Dalam kegiatan tersebut, jajaran Polsek Sungai Rotan yang diwakili Wakapolsek Iptu Joni Awal Ismail dan Kanit Reskrim Aiptu Heri Defriansyah, S.H. turut memberikan materi edukasi. Sosialisasi juga disampaikan oleh unsur Danramil 404-01 Gelumbang dan Damkar Kecamatan Sungai Rotan, sehingga peserta mendapatkan pemahaman mengenai pencegahan, kewaspadaan serta langkah menghadapi Karhutla.
Kegiatan dihadiri Camat Sungai Rotan Mardiansyah, S.Sos., M.Si., Sekcam Wansori Daya, unsur KUA, Satgas Darat BPBD Pos Lapangan Sungai Rotan, Satgas Damkar UPT Sungai Rotan, serta para kepala desa se-Kecamatan Sungai Rotan bersama perangkat desa dan Linmas.
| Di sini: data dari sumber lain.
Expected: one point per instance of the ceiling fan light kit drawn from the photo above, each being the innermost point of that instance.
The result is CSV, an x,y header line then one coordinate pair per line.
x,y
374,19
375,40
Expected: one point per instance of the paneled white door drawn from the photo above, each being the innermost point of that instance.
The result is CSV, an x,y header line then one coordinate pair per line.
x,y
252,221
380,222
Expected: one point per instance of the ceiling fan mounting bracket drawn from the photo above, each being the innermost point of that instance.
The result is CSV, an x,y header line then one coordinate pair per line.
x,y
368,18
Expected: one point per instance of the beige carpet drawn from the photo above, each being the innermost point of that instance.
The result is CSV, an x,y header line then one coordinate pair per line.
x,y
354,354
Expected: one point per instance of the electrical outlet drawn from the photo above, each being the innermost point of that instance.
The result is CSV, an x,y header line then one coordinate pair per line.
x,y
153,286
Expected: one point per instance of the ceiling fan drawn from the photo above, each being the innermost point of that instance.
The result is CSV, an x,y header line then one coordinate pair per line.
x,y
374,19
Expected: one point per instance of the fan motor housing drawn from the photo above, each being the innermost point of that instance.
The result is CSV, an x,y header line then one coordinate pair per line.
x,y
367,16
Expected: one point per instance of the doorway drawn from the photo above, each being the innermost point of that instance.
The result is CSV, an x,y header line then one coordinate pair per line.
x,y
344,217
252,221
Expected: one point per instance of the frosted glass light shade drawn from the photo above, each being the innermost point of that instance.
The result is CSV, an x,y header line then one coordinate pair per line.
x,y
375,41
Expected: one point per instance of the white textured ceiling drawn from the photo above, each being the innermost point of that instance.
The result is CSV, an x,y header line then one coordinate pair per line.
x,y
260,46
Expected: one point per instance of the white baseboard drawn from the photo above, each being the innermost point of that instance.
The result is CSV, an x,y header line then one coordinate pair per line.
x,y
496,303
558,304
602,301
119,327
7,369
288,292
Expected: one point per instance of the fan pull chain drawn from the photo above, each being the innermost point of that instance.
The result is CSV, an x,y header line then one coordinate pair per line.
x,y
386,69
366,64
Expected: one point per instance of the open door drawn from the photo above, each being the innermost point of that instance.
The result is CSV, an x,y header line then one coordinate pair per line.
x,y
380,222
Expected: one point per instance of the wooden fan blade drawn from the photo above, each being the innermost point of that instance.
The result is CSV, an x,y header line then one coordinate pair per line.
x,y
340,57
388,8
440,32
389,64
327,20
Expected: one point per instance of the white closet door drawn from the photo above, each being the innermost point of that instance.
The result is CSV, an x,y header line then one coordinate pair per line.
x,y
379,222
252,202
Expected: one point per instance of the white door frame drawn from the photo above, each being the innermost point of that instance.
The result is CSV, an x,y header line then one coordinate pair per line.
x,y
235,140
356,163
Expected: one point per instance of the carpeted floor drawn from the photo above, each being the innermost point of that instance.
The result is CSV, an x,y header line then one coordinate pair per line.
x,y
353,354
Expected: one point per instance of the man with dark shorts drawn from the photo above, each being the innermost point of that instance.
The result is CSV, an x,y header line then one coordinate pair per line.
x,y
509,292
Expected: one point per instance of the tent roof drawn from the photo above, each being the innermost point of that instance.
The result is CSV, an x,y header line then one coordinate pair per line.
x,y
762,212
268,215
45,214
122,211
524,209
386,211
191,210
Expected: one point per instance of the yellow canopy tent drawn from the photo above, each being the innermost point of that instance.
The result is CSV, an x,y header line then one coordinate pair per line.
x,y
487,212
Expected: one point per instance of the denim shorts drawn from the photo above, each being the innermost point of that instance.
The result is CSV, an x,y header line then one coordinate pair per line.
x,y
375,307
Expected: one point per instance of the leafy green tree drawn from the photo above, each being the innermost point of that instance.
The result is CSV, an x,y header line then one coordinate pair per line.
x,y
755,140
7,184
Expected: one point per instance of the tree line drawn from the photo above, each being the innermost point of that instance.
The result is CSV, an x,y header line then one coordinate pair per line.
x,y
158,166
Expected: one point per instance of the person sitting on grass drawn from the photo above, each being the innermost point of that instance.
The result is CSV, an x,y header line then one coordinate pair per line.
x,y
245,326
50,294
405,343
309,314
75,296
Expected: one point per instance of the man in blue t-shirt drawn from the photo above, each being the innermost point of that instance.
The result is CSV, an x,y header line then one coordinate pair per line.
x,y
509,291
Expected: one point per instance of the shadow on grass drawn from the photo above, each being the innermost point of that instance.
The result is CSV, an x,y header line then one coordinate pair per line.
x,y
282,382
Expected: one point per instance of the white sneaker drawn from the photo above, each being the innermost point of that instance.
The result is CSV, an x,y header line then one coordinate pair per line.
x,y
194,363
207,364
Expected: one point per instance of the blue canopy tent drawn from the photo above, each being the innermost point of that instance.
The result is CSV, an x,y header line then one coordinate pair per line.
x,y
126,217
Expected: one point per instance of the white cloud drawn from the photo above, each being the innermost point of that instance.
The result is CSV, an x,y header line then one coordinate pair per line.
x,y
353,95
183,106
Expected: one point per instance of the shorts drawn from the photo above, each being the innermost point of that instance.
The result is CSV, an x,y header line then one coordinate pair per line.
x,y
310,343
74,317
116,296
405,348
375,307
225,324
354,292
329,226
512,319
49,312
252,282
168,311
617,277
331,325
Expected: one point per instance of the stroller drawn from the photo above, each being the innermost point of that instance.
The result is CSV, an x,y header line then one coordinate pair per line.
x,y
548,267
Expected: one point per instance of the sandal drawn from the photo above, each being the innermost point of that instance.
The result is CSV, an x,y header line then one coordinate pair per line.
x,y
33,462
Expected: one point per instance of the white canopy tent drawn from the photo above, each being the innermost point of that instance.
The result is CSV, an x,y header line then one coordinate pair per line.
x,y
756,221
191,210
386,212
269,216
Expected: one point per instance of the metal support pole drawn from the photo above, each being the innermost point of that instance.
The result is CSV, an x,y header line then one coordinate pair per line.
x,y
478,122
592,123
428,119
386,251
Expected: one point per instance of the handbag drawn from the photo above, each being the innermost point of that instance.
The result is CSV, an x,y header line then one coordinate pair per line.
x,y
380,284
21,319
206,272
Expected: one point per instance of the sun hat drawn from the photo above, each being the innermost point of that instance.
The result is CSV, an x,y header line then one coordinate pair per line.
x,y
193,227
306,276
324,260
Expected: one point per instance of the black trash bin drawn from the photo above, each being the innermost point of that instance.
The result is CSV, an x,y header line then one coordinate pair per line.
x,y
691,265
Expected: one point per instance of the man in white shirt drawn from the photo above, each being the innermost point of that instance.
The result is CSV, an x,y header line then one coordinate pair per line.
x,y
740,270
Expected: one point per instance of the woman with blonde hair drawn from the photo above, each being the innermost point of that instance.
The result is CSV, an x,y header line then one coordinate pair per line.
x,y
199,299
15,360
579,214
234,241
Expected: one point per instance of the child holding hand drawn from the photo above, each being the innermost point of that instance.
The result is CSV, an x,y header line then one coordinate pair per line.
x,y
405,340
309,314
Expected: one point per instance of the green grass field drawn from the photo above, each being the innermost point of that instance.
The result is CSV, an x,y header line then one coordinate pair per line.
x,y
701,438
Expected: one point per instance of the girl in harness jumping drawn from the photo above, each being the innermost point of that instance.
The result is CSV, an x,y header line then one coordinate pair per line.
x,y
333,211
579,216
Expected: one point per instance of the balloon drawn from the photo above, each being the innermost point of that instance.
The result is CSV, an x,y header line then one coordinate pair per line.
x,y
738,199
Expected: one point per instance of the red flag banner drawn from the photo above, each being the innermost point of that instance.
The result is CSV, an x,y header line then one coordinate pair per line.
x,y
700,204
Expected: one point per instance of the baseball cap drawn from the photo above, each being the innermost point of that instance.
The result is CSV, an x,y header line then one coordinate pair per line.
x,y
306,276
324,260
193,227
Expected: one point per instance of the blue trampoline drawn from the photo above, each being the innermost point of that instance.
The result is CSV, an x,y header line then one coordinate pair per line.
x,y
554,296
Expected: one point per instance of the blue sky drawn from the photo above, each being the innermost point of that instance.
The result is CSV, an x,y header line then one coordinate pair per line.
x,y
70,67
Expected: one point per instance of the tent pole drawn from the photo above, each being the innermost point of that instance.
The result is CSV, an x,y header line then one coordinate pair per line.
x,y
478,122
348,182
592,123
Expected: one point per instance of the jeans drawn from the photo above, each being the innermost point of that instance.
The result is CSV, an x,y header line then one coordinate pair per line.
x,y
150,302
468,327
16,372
Kehadiran lintas sektor tersebut menunjukkan bahwa Karhutla bukan persoalan satu institusi, melainkan ancaman yang harus dihadapi secara bersama-sama.
Kasi Humas Polres Muara Enim AKP RTM. Situmorang mengimbau seluruh masyarakat agar menjadikan pencegahan Karhutla sebagai kepedulian bersama. Masyarakat diminta tidak melakukan pembakaran lahan dan segera menyampaikan informasi kepada petugas apabila menemukan titik api atau aktivitas yang berpotensi memicu kebakaran.
“Jangan biarkan api menjadi awal dari kerugian yang lebih besar. Satu tindakan pencegahan hari ini dapat menyelamatkan lingkungan dan masyarakat dari dampak Karhutla. Mari kita jaga desa kita bersama, karena lingkungan yang aman dan sehat adalah warisan yang harus kita berikan kepada generasi berikutnya,” imbau AKP RTM. Situmorang.
Pesan kuat juga disampaikan kepada para kepala desa dan perangkat agar tidak berjalan sendiri ketika menghadapi potensi Karhutla. Jika api muncul, seluruh unsur di desa harus bergerak cepat, saling membantu dan segera berkoordinasi dengan tim penanggulangan Karhutla. Dengan kewaspadaan, komunikasi dan gotong royong, ancaman api diharapkan dapat dicegah sebelum berubah menjadi bencana.